[comp.misc] How does ftp work?

ajayshah@almaak.usc.edu (Ajay Shah) (03/03/91)

Theory based on half-baked Unix fundaes:

1. I say ftp xyz
2. /usr/ucb/ftp comes up, converts xyx into a IP using standard services,
3. creates a request over ethernet saying "Wanna ftp".
4. On machine xyz, inetd is the first guy who sees the packet.
5. He recognises this as a ftp packet and gives it to ftpd.
6. ftpd shows me the login and password (does he use getty?)
7. If the login and password are ok, then he creates a ftp process,
   which has my UID and GID.  That takes care of file security,
   process accounting, etc.
8. The two ftp processes interact and the deed is done.

Is this correct?  What is the mechanics of creating a process in
such a way that it's UID and GID are different from your own?
How does anonymous ftp work?

Any more gory details of mechanics?  What about CRC checks and
packet level handshaking?


-- 
_______________________________________________________________________________
Ajay Shah, (213)734-3930, ajayshah@usc.edu
                              The more things change, the more they stay insane.
_______________________________________________________________________________

jik@athena.mit.edu (Jonathan I. Kamens) (03/04/91)
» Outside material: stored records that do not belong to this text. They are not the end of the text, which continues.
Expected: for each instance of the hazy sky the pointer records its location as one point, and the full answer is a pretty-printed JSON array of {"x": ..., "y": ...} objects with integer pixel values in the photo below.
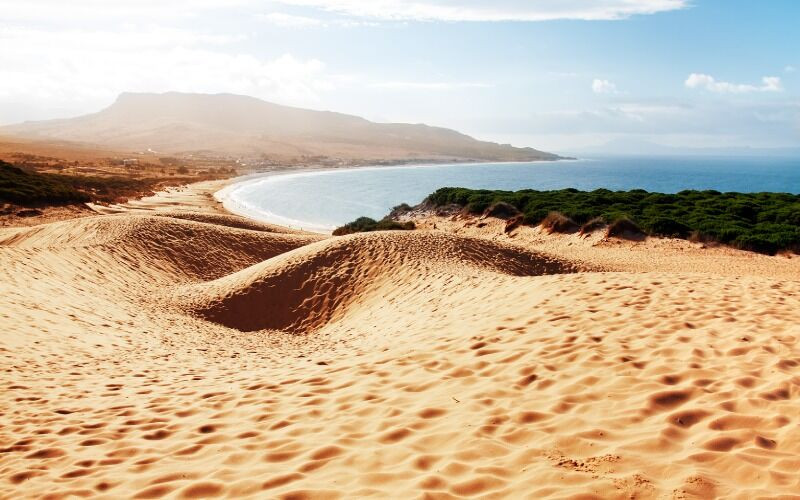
[{"x": 553, "y": 74}]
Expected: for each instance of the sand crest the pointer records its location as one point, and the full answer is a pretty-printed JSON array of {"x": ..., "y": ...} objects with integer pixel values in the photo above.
[{"x": 197, "y": 356}]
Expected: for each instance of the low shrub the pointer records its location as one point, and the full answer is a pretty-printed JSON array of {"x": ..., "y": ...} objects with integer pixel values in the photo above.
[
  {"x": 760, "y": 222},
  {"x": 367, "y": 224},
  {"x": 501, "y": 210},
  {"x": 556, "y": 222},
  {"x": 592, "y": 225}
]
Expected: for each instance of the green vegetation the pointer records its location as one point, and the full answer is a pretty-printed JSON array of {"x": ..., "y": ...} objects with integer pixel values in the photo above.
[
  {"x": 365, "y": 224},
  {"x": 23, "y": 188},
  {"x": 29, "y": 188},
  {"x": 762, "y": 222}
]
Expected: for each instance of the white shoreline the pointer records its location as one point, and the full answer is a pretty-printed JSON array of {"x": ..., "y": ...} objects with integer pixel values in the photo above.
[{"x": 235, "y": 206}]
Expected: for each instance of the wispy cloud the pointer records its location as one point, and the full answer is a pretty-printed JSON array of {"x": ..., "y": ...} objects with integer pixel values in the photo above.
[
  {"x": 497, "y": 10},
  {"x": 427, "y": 85},
  {"x": 603, "y": 87},
  {"x": 283, "y": 20},
  {"x": 701, "y": 80},
  {"x": 87, "y": 69},
  {"x": 289, "y": 20}
]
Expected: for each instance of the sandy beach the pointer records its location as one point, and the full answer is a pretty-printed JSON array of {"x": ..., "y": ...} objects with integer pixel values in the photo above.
[{"x": 171, "y": 350}]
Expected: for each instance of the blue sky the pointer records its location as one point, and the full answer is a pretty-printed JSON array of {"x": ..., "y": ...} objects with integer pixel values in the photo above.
[{"x": 553, "y": 74}]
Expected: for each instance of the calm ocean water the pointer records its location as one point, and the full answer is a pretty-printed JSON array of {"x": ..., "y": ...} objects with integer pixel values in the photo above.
[{"x": 326, "y": 199}]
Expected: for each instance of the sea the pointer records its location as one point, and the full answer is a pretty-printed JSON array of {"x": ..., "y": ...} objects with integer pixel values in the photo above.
[{"x": 321, "y": 200}]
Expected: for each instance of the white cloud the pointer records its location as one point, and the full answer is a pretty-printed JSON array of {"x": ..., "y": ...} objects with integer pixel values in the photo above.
[
  {"x": 290, "y": 21},
  {"x": 700, "y": 80},
  {"x": 284, "y": 20},
  {"x": 427, "y": 85},
  {"x": 603, "y": 87},
  {"x": 85, "y": 70},
  {"x": 497, "y": 10}
]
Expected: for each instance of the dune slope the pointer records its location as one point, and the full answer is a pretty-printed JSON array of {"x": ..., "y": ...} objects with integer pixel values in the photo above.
[{"x": 158, "y": 357}]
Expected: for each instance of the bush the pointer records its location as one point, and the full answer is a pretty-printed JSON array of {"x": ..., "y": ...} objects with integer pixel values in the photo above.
[
  {"x": 30, "y": 189},
  {"x": 367, "y": 224},
  {"x": 664, "y": 226},
  {"x": 624, "y": 228},
  {"x": 501, "y": 210},
  {"x": 556, "y": 222},
  {"x": 593, "y": 225},
  {"x": 751, "y": 221}
]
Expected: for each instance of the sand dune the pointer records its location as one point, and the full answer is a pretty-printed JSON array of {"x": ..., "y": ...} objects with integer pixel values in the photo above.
[{"x": 151, "y": 356}]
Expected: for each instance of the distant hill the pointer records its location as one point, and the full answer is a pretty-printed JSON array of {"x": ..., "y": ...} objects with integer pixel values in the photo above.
[{"x": 227, "y": 124}]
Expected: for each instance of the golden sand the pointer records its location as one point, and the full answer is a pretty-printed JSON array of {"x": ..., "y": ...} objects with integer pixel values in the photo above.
[{"x": 194, "y": 355}]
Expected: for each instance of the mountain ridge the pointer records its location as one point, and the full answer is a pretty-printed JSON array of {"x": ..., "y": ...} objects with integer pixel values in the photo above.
[{"x": 231, "y": 124}]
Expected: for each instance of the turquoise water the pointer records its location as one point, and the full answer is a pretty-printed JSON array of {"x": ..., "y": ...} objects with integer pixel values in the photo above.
[{"x": 326, "y": 199}]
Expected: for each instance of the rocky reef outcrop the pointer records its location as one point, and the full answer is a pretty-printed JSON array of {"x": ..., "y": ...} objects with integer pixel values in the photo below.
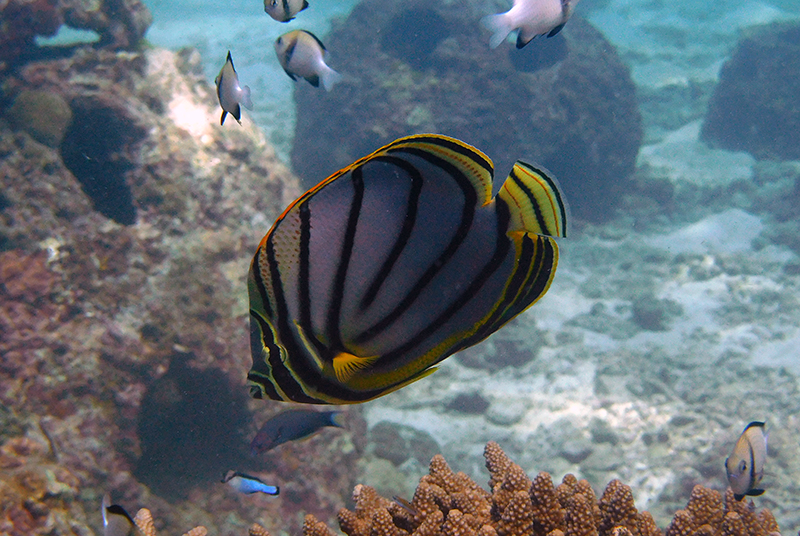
[
  {"x": 567, "y": 102},
  {"x": 119, "y": 24},
  {"x": 755, "y": 106},
  {"x": 128, "y": 217}
]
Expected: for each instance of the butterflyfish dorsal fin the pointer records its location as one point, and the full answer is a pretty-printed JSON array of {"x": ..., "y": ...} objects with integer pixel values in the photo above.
[
  {"x": 459, "y": 157},
  {"x": 346, "y": 365},
  {"x": 534, "y": 201}
]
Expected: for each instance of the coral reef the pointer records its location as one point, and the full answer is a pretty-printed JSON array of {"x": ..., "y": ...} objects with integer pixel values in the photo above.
[
  {"x": 755, "y": 107},
  {"x": 567, "y": 103},
  {"x": 451, "y": 504},
  {"x": 124, "y": 247},
  {"x": 120, "y": 24}
]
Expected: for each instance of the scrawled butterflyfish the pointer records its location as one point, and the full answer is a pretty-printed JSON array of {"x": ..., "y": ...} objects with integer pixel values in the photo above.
[
  {"x": 394, "y": 263},
  {"x": 532, "y": 18},
  {"x": 745, "y": 465}
]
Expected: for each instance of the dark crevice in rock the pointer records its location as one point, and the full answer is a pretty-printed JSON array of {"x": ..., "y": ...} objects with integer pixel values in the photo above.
[
  {"x": 190, "y": 427},
  {"x": 94, "y": 150}
]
In article <30772@usc>, ajayshah@almaak.usc.edu (Ajay Shah) writes:
|> 1. I say ftp xyz
|> 2. /usr/ucb/ftp comes up, converts xyx into a IP using standard services,

  More specifically, if xyz is a hostname, then gethostbyname is used to get
its address, and if it's an address in the format that inet_addr understands,
then that is used instead.  So you can specify an IP address explicitly.

|> 3. creates a request over ethernet saying "Wanna ftp".

  This is too low-level, and not what ftp sees at all.

  Ftp creates an Internet socket.  Then, it reads the port number for the ftp
service from /etc/services, and connects to the remote host whose address was
determined above on the correct port.

  Ftp has not concept of what an ethernet, nor does it "send a message" to the
remote host over the ethernet.  It creates the socket and asks for it to be
connected to the remote host, and the kernel on the machine doing the ftp'ing
knows how to turn that request into an actual network connection.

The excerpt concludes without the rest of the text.